|Qiang Li||Beijing Jiaotong University, P.R. China|
|Xuan Feng||University of Chinese Academy of Sciences, P.R. China|
|Haining Wang||University of Delaware, USA|
|Zhi Li||Institute of Information Engineering, Chinese Academy of Sciences, P.R. China|
|Limin Sun||Institute of Information Engineering, China Academy of Science, Beijing, P.R. China|
An increasing number of embedded devices are connecting to the Internet at a surprising rate. Those devices usually run firmware and are exposed to the public by device search engines. Firmware in embedded devices comes from different manufacturers and product versions.

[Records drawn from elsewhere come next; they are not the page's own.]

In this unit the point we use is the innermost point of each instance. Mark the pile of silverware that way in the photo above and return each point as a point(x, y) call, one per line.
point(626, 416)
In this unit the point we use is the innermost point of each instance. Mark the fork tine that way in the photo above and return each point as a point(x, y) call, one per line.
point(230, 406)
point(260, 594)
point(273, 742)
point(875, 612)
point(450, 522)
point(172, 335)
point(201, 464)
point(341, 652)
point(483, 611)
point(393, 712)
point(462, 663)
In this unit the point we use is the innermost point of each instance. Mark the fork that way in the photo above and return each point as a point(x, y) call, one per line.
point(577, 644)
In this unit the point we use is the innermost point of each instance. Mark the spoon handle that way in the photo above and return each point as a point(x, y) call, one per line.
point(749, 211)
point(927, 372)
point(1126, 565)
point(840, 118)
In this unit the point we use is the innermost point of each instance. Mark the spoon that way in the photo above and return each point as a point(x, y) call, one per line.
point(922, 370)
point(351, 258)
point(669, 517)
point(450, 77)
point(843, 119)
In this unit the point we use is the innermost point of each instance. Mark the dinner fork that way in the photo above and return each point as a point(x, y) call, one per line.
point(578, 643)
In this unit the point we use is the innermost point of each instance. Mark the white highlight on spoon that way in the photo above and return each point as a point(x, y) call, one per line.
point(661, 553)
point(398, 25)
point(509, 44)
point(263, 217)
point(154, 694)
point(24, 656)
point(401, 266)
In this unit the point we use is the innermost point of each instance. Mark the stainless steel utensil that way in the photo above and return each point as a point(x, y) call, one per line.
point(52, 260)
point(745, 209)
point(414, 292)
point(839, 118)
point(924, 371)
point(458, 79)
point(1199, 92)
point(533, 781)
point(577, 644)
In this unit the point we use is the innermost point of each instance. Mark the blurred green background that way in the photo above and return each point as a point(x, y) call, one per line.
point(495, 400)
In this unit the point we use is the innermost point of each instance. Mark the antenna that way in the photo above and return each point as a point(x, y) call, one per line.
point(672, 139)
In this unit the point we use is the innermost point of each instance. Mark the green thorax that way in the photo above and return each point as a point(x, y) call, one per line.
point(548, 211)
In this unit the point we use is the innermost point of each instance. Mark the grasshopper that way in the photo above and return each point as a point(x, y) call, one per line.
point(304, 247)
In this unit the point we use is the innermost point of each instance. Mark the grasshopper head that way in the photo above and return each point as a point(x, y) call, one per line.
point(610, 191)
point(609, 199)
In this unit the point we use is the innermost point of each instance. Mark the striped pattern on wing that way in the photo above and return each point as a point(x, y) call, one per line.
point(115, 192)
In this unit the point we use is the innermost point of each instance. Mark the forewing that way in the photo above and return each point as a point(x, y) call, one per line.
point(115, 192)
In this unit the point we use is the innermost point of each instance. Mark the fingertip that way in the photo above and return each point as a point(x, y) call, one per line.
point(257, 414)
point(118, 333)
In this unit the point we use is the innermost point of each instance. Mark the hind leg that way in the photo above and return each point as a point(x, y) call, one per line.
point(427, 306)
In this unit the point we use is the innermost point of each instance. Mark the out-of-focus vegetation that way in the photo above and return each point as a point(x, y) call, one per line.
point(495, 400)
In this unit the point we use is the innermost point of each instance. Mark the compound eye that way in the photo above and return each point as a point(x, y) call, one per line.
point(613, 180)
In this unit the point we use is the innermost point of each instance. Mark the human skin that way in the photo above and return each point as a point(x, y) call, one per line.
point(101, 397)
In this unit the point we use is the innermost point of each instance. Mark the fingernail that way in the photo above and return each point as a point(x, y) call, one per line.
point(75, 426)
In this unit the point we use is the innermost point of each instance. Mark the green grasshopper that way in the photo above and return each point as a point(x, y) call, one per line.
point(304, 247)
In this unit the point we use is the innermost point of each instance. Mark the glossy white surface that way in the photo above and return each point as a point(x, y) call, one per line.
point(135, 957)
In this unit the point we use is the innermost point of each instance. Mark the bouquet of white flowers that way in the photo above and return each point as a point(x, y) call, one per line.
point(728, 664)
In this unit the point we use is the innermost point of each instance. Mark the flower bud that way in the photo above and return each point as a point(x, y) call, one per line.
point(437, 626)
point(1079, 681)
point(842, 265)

More importantly, many embedded devices are still using outdated versions of firmware due to compatibility and release-time issues, raising serious security concerns. In this paper, we propose generating fine-grained fingerprints based on the subtle differences between the filesystems of various firmware images. We leverage the natural language processing technique to process the file content and the document object model to obtain the firmware fingerprint. To validate the fingerprints, we have crawled 9,716 firmware images from official websites of device vendors and conducted real-world experiments for performance evaluation. The results show that the recall and precision of the firmware fingerprints exceed 90%. Furthermore, we have deployed the prototype system on Amazon EC2 and collected firmware in online embedded devices across the IPv4 space. Our findings indicate that thousands of devices are still using vulnerable firmware on the Internet.